Vivian e il nonsenso del mondo

In nessuno dei suoi autoritratti Vivian Maier fotografa direttamente se stessa: si riprende sempre nel riflesso di uno specchio o di un vetro. Qualche volta si fotografa solo come ombra. Questo per dire che, nella sua arte, lei stessa sta come un oggetto fra gli oggetti. La sua visione sembra scaturita da un’attività autonoma della macchina fotografica, quasi che gli scatti fossero stati casuali. E casuali sembrano, per come colgono particolari istantanei che un momento dopo non ci sono più, per come ignorano quasi sarcasticamente regole della buona inquadratura e lasciano abbondantemente figure mezze dentro e mezze fuori. D’altra parte, a uno sguardo anche disattento è palese che la composizione di queste immagini ha un’armonia classica, che corrisponde a un preciso senso dell’inquadratura. Chi ha osservato i negativi, può assicurare che la percentuale di successo nei provini di Vivian è altissima. Pochissimi sono gli scarti. Un genio spontaneo? Io credo che Vivian Maier, della cui vita si sa così poco, abbia lavorato moltissimo, in segreto, per raggiungere i suoi risultati, pur senza avere dei maestri. L’eccezionale lavoro di un genio spontaneo e inconsapevole, allora? Andiamoci piano: chi ci assicura che fosse inconsapevole? La personalità di Vivian è un labirinto: più ci si avventura e più porte si aprono, più viene alla luce sul suo conto e più il mistero si infittisce. La realtà è forse che conosceva perfettamente il valore della sua opera, ma non si sentiva a suo agio con un’umanità di cui diffidava e da cui si sentiva guardata con diffidenza. Stendere il segreto sul proprio lavoro non sempre è un atto autodistruttivo, un atto di sfiducia in se stessi. Può essere anche un gesto di orgoglio, se non si ritiene il mondo all’altezza dell’opera che si compie.

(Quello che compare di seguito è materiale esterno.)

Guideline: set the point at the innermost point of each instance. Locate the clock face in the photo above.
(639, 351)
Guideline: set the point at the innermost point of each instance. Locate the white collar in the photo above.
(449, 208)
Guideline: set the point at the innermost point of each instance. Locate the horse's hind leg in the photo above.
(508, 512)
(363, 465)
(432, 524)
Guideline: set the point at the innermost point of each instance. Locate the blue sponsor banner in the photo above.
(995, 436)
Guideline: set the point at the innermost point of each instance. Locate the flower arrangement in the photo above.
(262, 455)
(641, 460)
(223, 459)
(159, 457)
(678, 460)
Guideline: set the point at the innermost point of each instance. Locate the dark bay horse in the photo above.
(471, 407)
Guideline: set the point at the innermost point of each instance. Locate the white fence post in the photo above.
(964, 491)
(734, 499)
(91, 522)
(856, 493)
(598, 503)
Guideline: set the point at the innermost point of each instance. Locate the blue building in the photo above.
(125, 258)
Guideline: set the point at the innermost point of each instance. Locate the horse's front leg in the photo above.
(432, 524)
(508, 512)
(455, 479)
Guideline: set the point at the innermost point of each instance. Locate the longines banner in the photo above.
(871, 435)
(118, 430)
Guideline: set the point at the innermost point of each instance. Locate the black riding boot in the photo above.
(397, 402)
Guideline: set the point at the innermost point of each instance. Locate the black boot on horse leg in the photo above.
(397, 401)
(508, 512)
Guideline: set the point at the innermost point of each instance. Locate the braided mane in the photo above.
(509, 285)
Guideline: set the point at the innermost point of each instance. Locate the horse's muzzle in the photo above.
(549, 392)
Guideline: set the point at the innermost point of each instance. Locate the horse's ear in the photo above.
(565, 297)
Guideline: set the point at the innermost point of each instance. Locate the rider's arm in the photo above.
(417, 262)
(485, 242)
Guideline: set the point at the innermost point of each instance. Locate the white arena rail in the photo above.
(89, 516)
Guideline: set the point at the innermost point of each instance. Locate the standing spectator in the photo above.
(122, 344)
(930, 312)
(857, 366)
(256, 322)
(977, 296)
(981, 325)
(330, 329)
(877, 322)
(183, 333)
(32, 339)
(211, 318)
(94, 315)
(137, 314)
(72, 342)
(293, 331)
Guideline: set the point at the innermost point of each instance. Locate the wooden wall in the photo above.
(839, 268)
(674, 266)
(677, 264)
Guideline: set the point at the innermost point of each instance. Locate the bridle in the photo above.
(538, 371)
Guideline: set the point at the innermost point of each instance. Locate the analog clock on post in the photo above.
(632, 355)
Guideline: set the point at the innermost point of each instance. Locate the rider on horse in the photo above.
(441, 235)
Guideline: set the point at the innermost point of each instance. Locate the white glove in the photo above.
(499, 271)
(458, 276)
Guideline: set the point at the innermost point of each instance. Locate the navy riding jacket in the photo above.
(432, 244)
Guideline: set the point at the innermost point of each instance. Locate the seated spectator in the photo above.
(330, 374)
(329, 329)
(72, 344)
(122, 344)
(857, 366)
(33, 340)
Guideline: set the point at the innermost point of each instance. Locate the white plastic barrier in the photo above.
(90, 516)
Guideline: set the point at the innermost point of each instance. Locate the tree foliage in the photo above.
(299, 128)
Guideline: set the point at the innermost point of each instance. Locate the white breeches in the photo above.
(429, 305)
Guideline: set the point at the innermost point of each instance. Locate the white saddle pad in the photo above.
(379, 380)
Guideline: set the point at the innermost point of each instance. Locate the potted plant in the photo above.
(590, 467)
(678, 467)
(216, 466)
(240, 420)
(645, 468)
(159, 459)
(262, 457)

Se Chiara Romanini fotografa l’anima della materia, Vivian Maier l’anima la abolisce del tutto e ritrae uomini e cose partecipi di una stessa vicenda, trascinati dal medesimo destino. È la visione inequivoca di un mondo senza dei. Sotto un cielo sgombro di dei la vita è fatta di un accumulo smisurato di casi. Casi fortuiti, irripetibili, che l’occhio della fotocamera ha il privilegio di poter immortalare. Ma è un triste privilegio, giacché il momento resta comunque perduto per sempre e nessuna opera può riavvolgere il nastro della storia, riportare la felicità a quel punto, o riportare in vita il morto che compare nella foto… Ecco perché un sentimento d’inutilità che altrimenti parrebbe patologico. L’arte di Vivian Maier ha a monte la perdita di qualsiasi teologia e teleologia -anche la teleologia dei laici. Eliminato il senso del sacro dalla vita, resta soltanto un accumulo sciocco e non motivato di momenti, ognuno dei quali è già parzialmente corroso dalla morte. Vivian fotografa quei momenti, quella particolare espressione sul volto della donna del tram, quel gruppo di bambini, quegli operai con le facce abbrutite o quel gruppo familiare. E tutto questo per strada, perché la strada è il luogo dove si è in cammino. In cammino verso dove? Verso altri gruppi familiari, altre espressioni, altri particolari, e così all’infinito finché ci sganciamo da questa catena con la morte. E allora la catena continua senza di noi, con l’entrata in scena di qualcun altro al posto nostro. Quello che Vivian ha fotografato è l’assoluta mancanza di senso del reale, la mancanza di ogni scopo, di ogni logica in quello che accade. In un romanzo o in un film c’è sempre uno sviluppo che porta a qualcosa: è difficile che un testo scritto non porti a nulla. Noi abbiamo inventato la parola proprio perché portasse da qualche parte, abbiamo una visione teleologica perché abbiamo la parola. Un gatto non ha una teleologia. Di Vivian Maier si dice che parlava poco. Mi piace immaginare che questa donna silenziosa fosse talmente poco intrisa della mentalità della parola da immergersi nella mancanza di scopo del mondo, e rappresentarla. Che le sue foto siano come le foto che scatterebbe un gatto, se avesse la facoltà di usare una fotocamera.